| Core Persistence Query Index Module |
| === |
| This module defines an __EntityCollectionIndex__ interface for indexing, de-indexing and querying Entities within a Collection. Queries are expressed in Usergrid's SQL-like query syntax. |
| |
| Implementation |
| --- |
| This module also provides an implementation of the EntityCollectionIndex using the open source ElasticSearch as index and query engine. |
| |
| Here are the important parts of the QueryIndex module: |
| |
| * __EntityCollectionIndex__: the interface that defines methods for indexing, deindexing and querying an index. |
| * __EntityCollectionIndexFactory__: factory for obtaining an index for an Entity Collection. |
| * __IndexFig__: defines configuration needed for this module to operate. |
| * __org.apache.usergrid.persistence.index.impl__: provides an implementation using ElasticSearch via its Java API. |
| * __Query, Results and EntityRefs__: these classes were "ported" from Usergrid 1.0 to support Usergrid query syntax. We define a grammar and use ANTLR to generate a parser and a lexer. |
| |
| 100 Legacy Tests |
| --- |
| These 100 tests help us ensure that Usergrid 1.0 query syntax is fully supported by this module. To enable re-use of tests from Usergrid 1.0 this module's tests include some "legacy" test infrastructure classes, e.g. Application, Core Application. It also includes a partial implementation of the old Entity Manager interface. |
| |
| In package org.apache.usergrid.persistence.index.impl: |
| |
| * GeoIT |
| * IndexIT |
| * CollectionIT |
| |
| In package: org.apache.usergrid.persistence.query |
| |
| In package: org.apache.usergrid.persistence.query.tree |
| |
| Stress Tests |
| --- |
| Coming soon... |
| |
| |
| Issues to consider |
| --- |
| |
| * We have to set a Query Cursor Timeout, is that a problem? |
| * No, but how does it work.
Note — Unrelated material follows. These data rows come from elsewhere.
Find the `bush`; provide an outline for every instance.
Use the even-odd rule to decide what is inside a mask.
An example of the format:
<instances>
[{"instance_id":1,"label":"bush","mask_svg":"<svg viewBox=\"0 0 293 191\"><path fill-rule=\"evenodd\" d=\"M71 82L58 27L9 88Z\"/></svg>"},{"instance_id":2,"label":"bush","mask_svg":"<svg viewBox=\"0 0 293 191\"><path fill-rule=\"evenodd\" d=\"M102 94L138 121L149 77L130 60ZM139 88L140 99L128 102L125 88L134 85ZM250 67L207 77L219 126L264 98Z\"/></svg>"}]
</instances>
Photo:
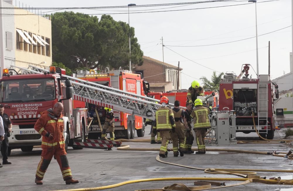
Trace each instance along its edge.
<instances>
[{"instance_id":1,"label":"bush","mask_svg":"<svg viewBox=\"0 0 293 191\"><path fill-rule=\"evenodd\" d=\"M289 136L293 135L293 129L289 129L285 131L285 137L287 137Z\"/></svg>"}]
</instances>

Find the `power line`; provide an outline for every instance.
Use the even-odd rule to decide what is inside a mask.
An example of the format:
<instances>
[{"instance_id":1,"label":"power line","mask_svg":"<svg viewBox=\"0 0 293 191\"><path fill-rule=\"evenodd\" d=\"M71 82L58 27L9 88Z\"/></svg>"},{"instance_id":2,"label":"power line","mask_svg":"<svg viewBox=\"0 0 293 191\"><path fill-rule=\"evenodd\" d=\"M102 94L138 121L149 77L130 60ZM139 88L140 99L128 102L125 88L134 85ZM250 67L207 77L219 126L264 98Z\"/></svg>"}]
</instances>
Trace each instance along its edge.
<instances>
[{"instance_id":1,"label":"power line","mask_svg":"<svg viewBox=\"0 0 293 191\"><path fill-rule=\"evenodd\" d=\"M258 35L258 37L260 37L260 36L262 36L263 35L265 35L265 34L269 34L270 33L272 33L274 32L276 32L276 31L277 31L281 30L282 30L284 29L285 29L289 27L290 27L292 26L292 25L290 25L289 26L288 26L288 27L284 27L282 28L281 29L278 29L277 30L276 30L274 31L272 31L269 32L268 32L266 33L265 33L264 34L260 34L260 35ZM177 46L177 45L164 45L164 46L172 46L175 47L197 47L198 46L212 46L214 45L219 45L219 44L227 44L227 43L230 43L232 42L238 42L239 41L242 41L244 40L247 40L248 39L253 39L254 38L255 38L255 37L250 37L249 38L247 38L246 39L241 39L240 40L238 40L236 41L230 41L230 42L223 42L221 43L218 43L217 44L205 44L204 45L197 45L194 46L181 46L180 45Z\"/></svg>"},{"instance_id":2,"label":"power line","mask_svg":"<svg viewBox=\"0 0 293 191\"><path fill-rule=\"evenodd\" d=\"M269 2L270 1L280 1L280 0L270 0L270 1L262 1L262 2L258 2L257 3L265 3L267 2ZM207 1L208 2L217 2L215 1ZM250 4L249 3L245 3L243 4L237 4L237 5L225 5L223 6L216 6L214 7L204 7L202 8L190 8L190 9L177 9L175 10L168 10L167 11L145 11L145 12L134 12L133 13L130 13L129 14L133 14L133 13L159 13L160 12L168 12L170 11L189 11L190 10L196 10L197 9L206 9L209 8L219 8L220 7L231 7L234 6L238 6L239 5L248 5ZM37 8L34 8L37 9ZM128 12L125 12L125 13L93 13L93 14L63 14L63 15L116 15L116 14L128 14L129 13ZM2 14L0 15L1 15L3 16L21 16L24 15L43 15L38 14Z\"/></svg>"},{"instance_id":3,"label":"power line","mask_svg":"<svg viewBox=\"0 0 293 191\"><path fill-rule=\"evenodd\" d=\"M165 46L164 45L163 45L163 46L164 46L164 47L165 47ZM173 51L173 50L171 50L171 49L170 49L170 48L168 48L168 47L166 47L166 48L168 48L168 49L169 49L169 50L170 50L170 51L172 51L172 52L174 52L174 53L176 53L176 54L178 54L178 55L180 55L180 56L182 56L182 57L183 57L183 58L186 58L186 59L188 59L188 60L190 60L190 61L191 61L191 62L194 62L195 63L196 63L196 64L198 64L198 65L200 65L200 66L203 66L203 67L205 67L205 68L207 68L208 69L209 69L209 70L212 70L213 71L215 71L216 72L219 72L219 73L221 73L221 72L219 72L219 71L217 71L217 70L214 70L214 69L212 69L212 68L209 68L209 67L206 67L206 66L204 66L204 65L201 65L201 64L199 64L199 63L198 63L197 62L195 62L194 61L193 61L193 60L190 60L190 59L189 59L189 58L187 58L186 57L185 57L185 56L183 56L183 55L181 55L181 54L179 54L179 53L177 53L176 52L175 52L175 51Z\"/></svg>"}]
</instances>

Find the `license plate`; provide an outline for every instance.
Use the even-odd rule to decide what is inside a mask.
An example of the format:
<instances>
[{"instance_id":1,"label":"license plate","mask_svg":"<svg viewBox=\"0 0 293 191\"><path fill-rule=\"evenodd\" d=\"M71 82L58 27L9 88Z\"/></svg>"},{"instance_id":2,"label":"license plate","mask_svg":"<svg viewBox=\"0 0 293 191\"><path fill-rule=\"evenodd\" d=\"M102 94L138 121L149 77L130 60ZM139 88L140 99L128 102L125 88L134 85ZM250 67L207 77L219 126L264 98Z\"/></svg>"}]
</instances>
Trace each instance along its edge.
<instances>
[{"instance_id":1,"label":"license plate","mask_svg":"<svg viewBox=\"0 0 293 191\"><path fill-rule=\"evenodd\" d=\"M29 130L28 131L20 131L19 134L34 134L36 133L35 130Z\"/></svg>"},{"instance_id":2,"label":"license plate","mask_svg":"<svg viewBox=\"0 0 293 191\"><path fill-rule=\"evenodd\" d=\"M241 130L251 130L253 129L253 127L251 126L243 126L242 127L238 126L238 129Z\"/></svg>"}]
</instances>

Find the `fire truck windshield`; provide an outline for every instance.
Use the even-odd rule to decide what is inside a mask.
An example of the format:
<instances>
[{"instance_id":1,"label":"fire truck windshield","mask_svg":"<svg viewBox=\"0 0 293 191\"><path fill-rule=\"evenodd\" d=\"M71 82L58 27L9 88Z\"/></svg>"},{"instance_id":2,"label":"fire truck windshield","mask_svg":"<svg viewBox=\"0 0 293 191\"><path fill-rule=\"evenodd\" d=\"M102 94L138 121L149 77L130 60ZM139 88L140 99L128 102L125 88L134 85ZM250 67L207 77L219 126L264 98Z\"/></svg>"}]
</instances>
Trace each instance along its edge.
<instances>
[{"instance_id":1,"label":"fire truck windshield","mask_svg":"<svg viewBox=\"0 0 293 191\"><path fill-rule=\"evenodd\" d=\"M0 102L28 102L56 98L55 82L51 78L2 81L0 82Z\"/></svg>"}]
</instances>

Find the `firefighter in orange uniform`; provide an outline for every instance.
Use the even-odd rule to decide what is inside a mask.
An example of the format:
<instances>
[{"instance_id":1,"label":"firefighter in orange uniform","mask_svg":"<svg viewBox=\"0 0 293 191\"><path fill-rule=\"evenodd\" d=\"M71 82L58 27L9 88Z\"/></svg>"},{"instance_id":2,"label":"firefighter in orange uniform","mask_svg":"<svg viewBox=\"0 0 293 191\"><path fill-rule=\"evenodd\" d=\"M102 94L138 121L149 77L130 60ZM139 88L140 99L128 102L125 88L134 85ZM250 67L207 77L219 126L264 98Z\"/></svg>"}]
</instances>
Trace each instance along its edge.
<instances>
[{"instance_id":1,"label":"firefighter in orange uniform","mask_svg":"<svg viewBox=\"0 0 293 191\"><path fill-rule=\"evenodd\" d=\"M63 136L64 129L62 114L63 105L55 104L54 108L44 111L35 125L35 129L42 136L42 149L40 161L37 169L35 182L42 184L42 181L53 156L60 167L63 179L66 184L76 184L78 180L72 178L71 171L65 151L65 143Z\"/></svg>"}]
</instances>

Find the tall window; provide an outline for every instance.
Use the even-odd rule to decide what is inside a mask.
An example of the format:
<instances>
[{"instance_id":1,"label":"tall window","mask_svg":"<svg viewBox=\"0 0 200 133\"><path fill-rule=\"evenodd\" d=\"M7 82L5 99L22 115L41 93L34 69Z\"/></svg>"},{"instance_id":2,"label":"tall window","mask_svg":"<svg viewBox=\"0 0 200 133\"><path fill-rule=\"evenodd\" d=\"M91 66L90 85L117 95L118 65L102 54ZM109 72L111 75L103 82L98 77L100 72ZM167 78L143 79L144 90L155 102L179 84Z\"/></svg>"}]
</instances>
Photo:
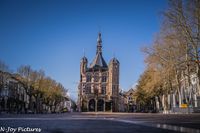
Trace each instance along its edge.
<instances>
[{"instance_id":1,"label":"tall window","mask_svg":"<svg viewBox=\"0 0 200 133\"><path fill-rule=\"evenodd\" d=\"M106 94L106 86L102 86L101 87L101 93L102 94Z\"/></svg>"},{"instance_id":2,"label":"tall window","mask_svg":"<svg viewBox=\"0 0 200 133\"><path fill-rule=\"evenodd\" d=\"M86 79L87 82L91 82L91 75L87 75L86 78L87 78L87 79Z\"/></svg>"},{"instance_id":3,"label":"tall window","mask_svg":"<svg viewBox=\"0 0 200 133\"><path fill-rule=\"evenodd\" d=\"M107 77L106 77L106 76L103 76L103 77L102 77L102 82L106 82L106 80L107 80Z\"/></svg>"},{"instance_id":4,"label":"tall window","mask_svg":"<svg viewBox=\"0 0 200 133\"><path fill-rule=\"evenodd\" d=\"M90 93L91 93L91 86L87 86L87 87L86 87L86 93L87 93L87 94L90 94Z\"/></svg>"}]
</instances>

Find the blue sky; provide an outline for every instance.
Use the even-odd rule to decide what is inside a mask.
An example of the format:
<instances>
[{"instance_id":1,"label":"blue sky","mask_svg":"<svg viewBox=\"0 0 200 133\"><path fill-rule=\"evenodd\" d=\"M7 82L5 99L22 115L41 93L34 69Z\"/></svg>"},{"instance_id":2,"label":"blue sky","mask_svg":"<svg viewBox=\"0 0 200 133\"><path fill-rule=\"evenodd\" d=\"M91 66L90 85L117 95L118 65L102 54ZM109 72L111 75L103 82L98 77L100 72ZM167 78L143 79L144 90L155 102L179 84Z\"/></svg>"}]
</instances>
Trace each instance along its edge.
<instances>
[{"instance_id":1,"label":"blue sky","mask_svg":"<svg viewBox=\"0 0 200 133\"><path fill-rule=\"evenodd\" d=\"M0 60L43 69L77 97L80 59L92 62L102 33L103 56L120 61L120 86L128 90L144 71L141 47L161 24L164 0L1 0Z\"/></svg>"}]
</instances>

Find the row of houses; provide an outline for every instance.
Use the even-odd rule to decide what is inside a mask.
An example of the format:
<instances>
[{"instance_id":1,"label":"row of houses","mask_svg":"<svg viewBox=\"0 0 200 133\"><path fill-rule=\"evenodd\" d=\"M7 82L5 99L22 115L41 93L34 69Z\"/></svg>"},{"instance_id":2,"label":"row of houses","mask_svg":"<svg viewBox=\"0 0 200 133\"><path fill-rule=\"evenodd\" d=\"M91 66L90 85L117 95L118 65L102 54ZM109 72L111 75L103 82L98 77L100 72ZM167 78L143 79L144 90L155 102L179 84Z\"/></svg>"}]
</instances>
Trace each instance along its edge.
<instances>
[{"instance_id":1,"label":"row of houses","mask_svg":"<svg viewBox=\"0 0 200 133\"><path fill-rule=\"evenodd\" d=\"M50 113L60 112L64 108L70 109L68 95L54 107L45 104L42 93L36 93L19 80L19 75L0 71L0 113Z\"/></svg>"}]
</instances>

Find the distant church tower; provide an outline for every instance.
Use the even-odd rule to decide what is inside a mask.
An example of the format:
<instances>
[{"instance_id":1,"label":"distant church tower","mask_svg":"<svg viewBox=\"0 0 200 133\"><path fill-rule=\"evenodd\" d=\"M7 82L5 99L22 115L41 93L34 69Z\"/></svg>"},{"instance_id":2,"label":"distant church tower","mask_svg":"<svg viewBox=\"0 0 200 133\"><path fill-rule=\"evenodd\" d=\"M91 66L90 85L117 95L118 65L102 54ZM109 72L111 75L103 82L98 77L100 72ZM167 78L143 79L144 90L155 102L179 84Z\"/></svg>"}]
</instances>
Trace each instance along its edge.
<instances>
[{"instance_id":1,"label":"distant church tower","mask_svg":"<svg viewBox=\"0 0 200 133\"><path fill-rule=\"evenodd\" d=\"M88 66L84 56L80 63L78 86L79 111L118 111L119 61L111 59L109 65L103 58L101 33L97 38L96 56Z\"/></svg>"}]
</instances>

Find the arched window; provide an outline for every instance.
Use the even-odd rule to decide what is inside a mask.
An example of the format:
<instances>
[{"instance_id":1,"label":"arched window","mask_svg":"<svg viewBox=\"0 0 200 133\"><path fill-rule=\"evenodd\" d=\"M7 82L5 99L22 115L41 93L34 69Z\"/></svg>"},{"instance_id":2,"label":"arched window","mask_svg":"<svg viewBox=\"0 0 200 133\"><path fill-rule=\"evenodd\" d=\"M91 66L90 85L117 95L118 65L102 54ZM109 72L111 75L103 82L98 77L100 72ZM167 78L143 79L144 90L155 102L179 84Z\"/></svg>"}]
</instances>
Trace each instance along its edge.
<instances>
[{"instance_id":1,"label":"arched window","mask_svg":"<svg viewBox=\"0 0 200 133\"><path fill-rule=\"evenodd\" d=\"M106 94L106 86L102 86L101 87L101 93L102 94Z\"/></svg>"},{"instance_id":2,"label":"arched window","mask_svg":"<svg viewBox=\"0 0 200 133\"><path fill-rule=\"evenodd\" d=\"M91 82L91 79L92 79L92 78L91 78L91 75L87 75L86 78L87 78L87 79L86 79L87 82Z\"/></svg>"}]
</instances>

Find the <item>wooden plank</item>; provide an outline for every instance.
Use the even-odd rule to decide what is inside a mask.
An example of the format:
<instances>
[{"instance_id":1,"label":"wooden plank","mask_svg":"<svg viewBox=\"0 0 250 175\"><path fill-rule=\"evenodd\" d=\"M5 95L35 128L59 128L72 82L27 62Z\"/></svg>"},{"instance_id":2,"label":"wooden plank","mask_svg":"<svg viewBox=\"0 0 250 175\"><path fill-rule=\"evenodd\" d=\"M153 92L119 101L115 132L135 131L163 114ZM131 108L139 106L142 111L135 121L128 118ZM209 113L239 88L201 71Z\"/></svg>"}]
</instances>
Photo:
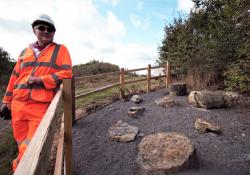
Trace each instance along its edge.
<instances>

Does timeout reset on each query? |
| * We need to set a Refresh Frequency, how do we design around that? |
| * To be determined... |
| * Better to have index for all, or one per organization? |
| * More indexes, more complexity, number of shards, etc.? |
| * Smaller indexes means quicker queries? |
| * For each index, how many shards? The default five is good enough? |
| * The number of shards = the maximum number of nodes possible |
| |
| Naming Configuration |
| --- |
| clusterName = config{usergrid.cluster_name} |
| keyspaceName = config{cassandra.keyspace.application} |
| managementName = config{elasticsearch.managment_index} |
| indexRoot = {clusterName}_{keyspaceName} |
| managementIndexName = {indexRoot}_{managementName} |
| managementAliasName = {indexRoot}_{managementName}_read_alias || {indexRoot}_{managementName}_read_alias |
| applicationIndexName = {indexRoot}_applications_{bucketId} |
| applicationAliasName = {indexRoot}_{appId}_read_alias || {indexRoot}_{appId}_write_alias |